Y	Hacker News new \| ask \| show \| jobs

by btown 331 days ago

The question is whether you want to do your aggregation by unit time at the application level, or at an observability layer. You're absolutely right that the end user of metrics wants to see things grouped by time - but what if they want to filter down to "events where attribute X had value Y, in 10 second increments" but you had decided to group your metrics by 15 second increments without regard to attribute X?

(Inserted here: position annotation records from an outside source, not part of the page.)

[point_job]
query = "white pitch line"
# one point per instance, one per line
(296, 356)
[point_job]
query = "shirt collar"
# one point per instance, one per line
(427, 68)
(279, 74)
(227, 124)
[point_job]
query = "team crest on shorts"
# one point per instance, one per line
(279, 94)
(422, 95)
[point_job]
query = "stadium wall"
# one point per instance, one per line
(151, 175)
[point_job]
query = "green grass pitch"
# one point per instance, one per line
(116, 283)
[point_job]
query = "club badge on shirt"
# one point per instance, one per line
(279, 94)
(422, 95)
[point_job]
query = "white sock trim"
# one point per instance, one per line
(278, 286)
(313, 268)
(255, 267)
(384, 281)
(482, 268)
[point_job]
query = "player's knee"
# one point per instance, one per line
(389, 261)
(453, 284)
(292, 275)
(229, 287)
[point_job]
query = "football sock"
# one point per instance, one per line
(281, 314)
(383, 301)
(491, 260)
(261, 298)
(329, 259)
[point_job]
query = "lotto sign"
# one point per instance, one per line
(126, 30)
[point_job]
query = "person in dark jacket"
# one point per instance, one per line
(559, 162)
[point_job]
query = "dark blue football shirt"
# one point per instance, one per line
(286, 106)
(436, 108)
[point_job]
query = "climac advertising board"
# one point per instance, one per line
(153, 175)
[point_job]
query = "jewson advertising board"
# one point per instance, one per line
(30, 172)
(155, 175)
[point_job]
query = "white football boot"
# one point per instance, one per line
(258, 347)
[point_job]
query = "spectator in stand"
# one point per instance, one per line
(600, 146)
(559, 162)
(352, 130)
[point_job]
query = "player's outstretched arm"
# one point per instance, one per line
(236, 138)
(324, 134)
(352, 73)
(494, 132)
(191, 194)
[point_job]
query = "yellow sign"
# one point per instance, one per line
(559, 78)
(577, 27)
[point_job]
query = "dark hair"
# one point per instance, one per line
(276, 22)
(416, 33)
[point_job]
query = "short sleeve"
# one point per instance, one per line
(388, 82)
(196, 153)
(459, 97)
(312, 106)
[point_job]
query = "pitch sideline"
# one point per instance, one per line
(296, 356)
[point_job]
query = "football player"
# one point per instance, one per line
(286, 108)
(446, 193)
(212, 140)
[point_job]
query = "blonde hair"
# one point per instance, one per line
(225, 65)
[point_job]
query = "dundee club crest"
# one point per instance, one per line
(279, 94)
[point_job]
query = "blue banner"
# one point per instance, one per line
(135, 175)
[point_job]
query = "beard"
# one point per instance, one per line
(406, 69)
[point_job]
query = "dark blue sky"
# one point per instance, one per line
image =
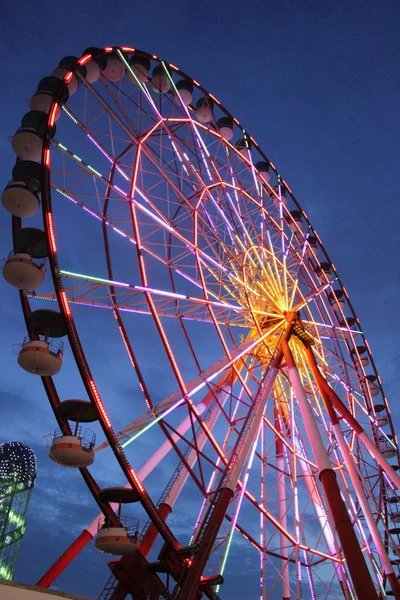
(317, 85)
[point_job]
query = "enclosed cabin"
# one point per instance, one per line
(114, 68)
(120, 535)
(371, 382)
(67, 64)
(42, 350)
(225, 128)
(323, 272)
(296, 222)
(73, 446)
(185, 91)
(50, 90)
(21, 197)
(337, 300)
(204, 110)
(243, 146)
(160, 80)
(25, 265)
(280, 197)
(139, 68)
(359, 355)
(386, 446)
(312, 247)
(263, 170)
(95, 65)
(346, 326)
(28, 140)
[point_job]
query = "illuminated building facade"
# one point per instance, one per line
(17, 478)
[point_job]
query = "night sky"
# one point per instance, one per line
(317, 84)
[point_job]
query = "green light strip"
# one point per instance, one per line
(91, 278)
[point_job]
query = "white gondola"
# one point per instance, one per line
(280, 198)
(140, 66)
(27, 144)
(43, 102)
(92, 71)
(73, 84)
(115, 541)
(185, 91)
(372, 387)
(296, 221)
(40, 357)
(160, 81)
(323, 272)
(337, 300)
(312, 247)
(114, 69)
(225, 127)
(20, 200)
(244, 147)
(381, 421)
(22, 272)
(204, 110)
(387, 449)
(360, 356)
(262, 168)
(71, 451)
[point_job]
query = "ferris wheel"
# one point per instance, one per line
(226, 376)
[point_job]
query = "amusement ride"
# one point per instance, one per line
(152, 239)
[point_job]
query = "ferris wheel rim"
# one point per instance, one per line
(63, 302)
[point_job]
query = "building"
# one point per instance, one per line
(17, 478)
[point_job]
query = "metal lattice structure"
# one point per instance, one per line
(168, 239)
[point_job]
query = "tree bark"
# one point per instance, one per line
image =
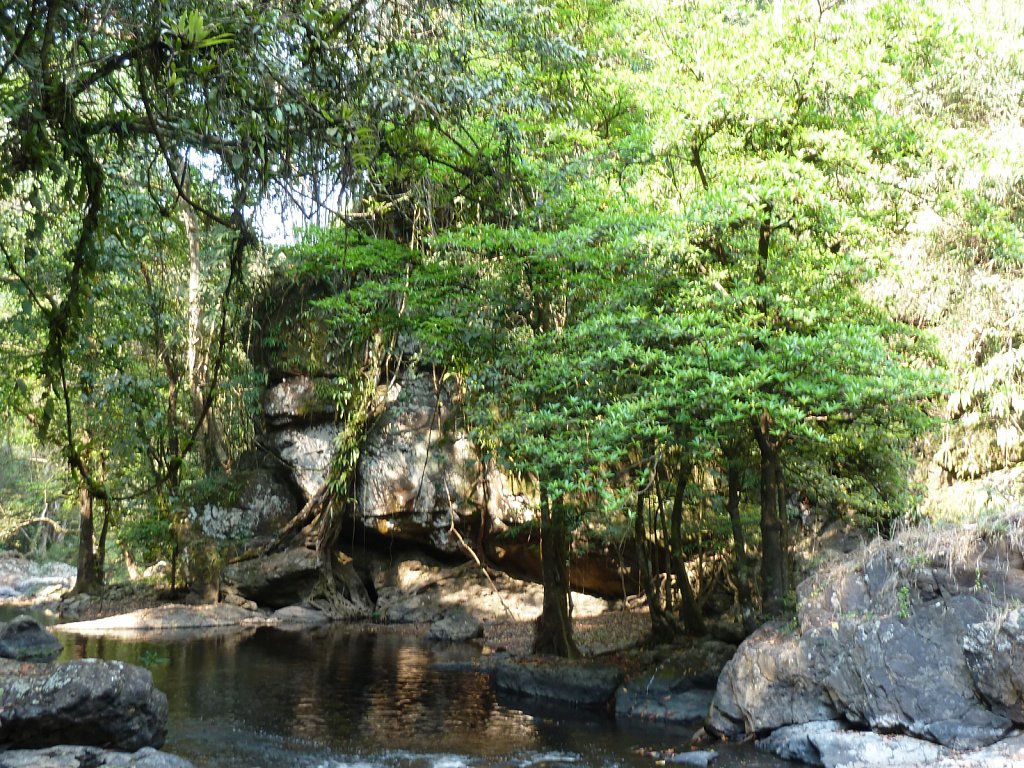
(663, 629)
(689, 609)
(553, 633)
(741, 571)
(88, 580)
(773, 567)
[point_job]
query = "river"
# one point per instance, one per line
(341, 696)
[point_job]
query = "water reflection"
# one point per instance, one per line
(336, 696)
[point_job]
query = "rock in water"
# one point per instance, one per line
(456, 627)
(85, 701)
(25, 640)
(77, 757)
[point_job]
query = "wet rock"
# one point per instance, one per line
(25, 640)
(456, 627)
(165, 617)
(828, 744)
(994, 652)
(679, 686)
(84, 701)
(580, 683)
(701, 758)
(299, 616)
(78, 757)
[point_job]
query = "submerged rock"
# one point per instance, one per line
(77, 757)
(25, 640)
(84, 701)
(584, 684)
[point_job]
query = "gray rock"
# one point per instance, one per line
(307, 451)
(682, 707)
(299, 616)
(25, 640)
(457, 626)
(584, 684)
(768, 684)
(905, 673)
(701, 758)
(297, 399)
(84, 701)
(828, 744)
(274, 581)
(77, 757)
(418, 474)
(264, 504)
(994, 652)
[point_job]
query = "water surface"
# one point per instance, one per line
(339, 696)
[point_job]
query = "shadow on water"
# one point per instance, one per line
(338, 696)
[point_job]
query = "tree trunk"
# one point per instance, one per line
(553, 633)
(88, 580)
(663, 629)
(772, 538)
(740, 563)
(690, 610)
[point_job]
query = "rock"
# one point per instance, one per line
(456, 627)
(25, 640)
(299, 616)
(84, 701)
(262, 504)
(297, 399)
(581, 683)
(166, 617)
(828, 744)
(418, 474)
(308, 452)
(684, 707)
(275, 581)
(78, 757)
(768, 684)
(994, 653)
(910, 651)
(679, 687)
(701, 759)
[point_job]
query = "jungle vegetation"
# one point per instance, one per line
(684, 260)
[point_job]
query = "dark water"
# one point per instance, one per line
(337, 697)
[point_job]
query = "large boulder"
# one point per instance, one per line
(894, 644)
(261, 504)
(678, 685)
(84, 701)
(307, 451)
(419, 477)
(24, 640)
(292, 577)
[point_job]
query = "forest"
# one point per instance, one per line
(691, 267)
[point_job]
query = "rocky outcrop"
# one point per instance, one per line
(85, 701)
(24, 640)
(78, 757)
(262, 504)
(293, 577)
(925, 649)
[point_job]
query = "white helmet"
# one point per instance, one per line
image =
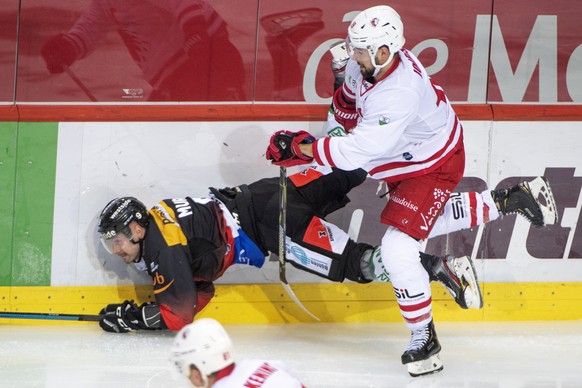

Various companies, both in-house for big tech and then making this more widely accessible, started to answer this question by saying "pump all your individual logs in structured form into a giant columnar database that can handle nearly arbitrary numbers of columns, and we'll handle letting you slice and dice metrics out of any combination of columns you want. And if you have an ID follow the session around between different microservices, and maybe even all the way to the browser session, you can track the entire distributed system."

Different people might say that Datadog, Honeycomb, or Clickhouse (and the various startups backed by Clickhouse as a database) were the ones to make this pattern mainstream, and all of them pushed the boundaries in one way or another - nowadays, there's a whole https://opentelemetry.io/ standard, and if you emit according to that, you can plug in various sinks made by various startups, and choose the metrics UX that makes the most sense for your use case.

I'm a huge fan of Honeycomb - when I know a certain issue is happening, I can immediately see a chart showing latencies and frequencies, and click any hot spot to filter out the individual traces that exhibit the behavior and trace the end-to-end user journey, with all the different logs from all the systems touched by that request. And I can even begin this discovery from a single bug report by a single user whose ID I know. It's not just metrics - it's operational support. And if I'd pre-aggregated logs, I'd have none of this.

But of course, there are systems where this doesn't make sense! Large batch jobs, high-performance systems with orders of magnitudes more events than a standard web application... it's not one size fits all. That said, I think knowing about modern observability should be part of every developer's toolkit.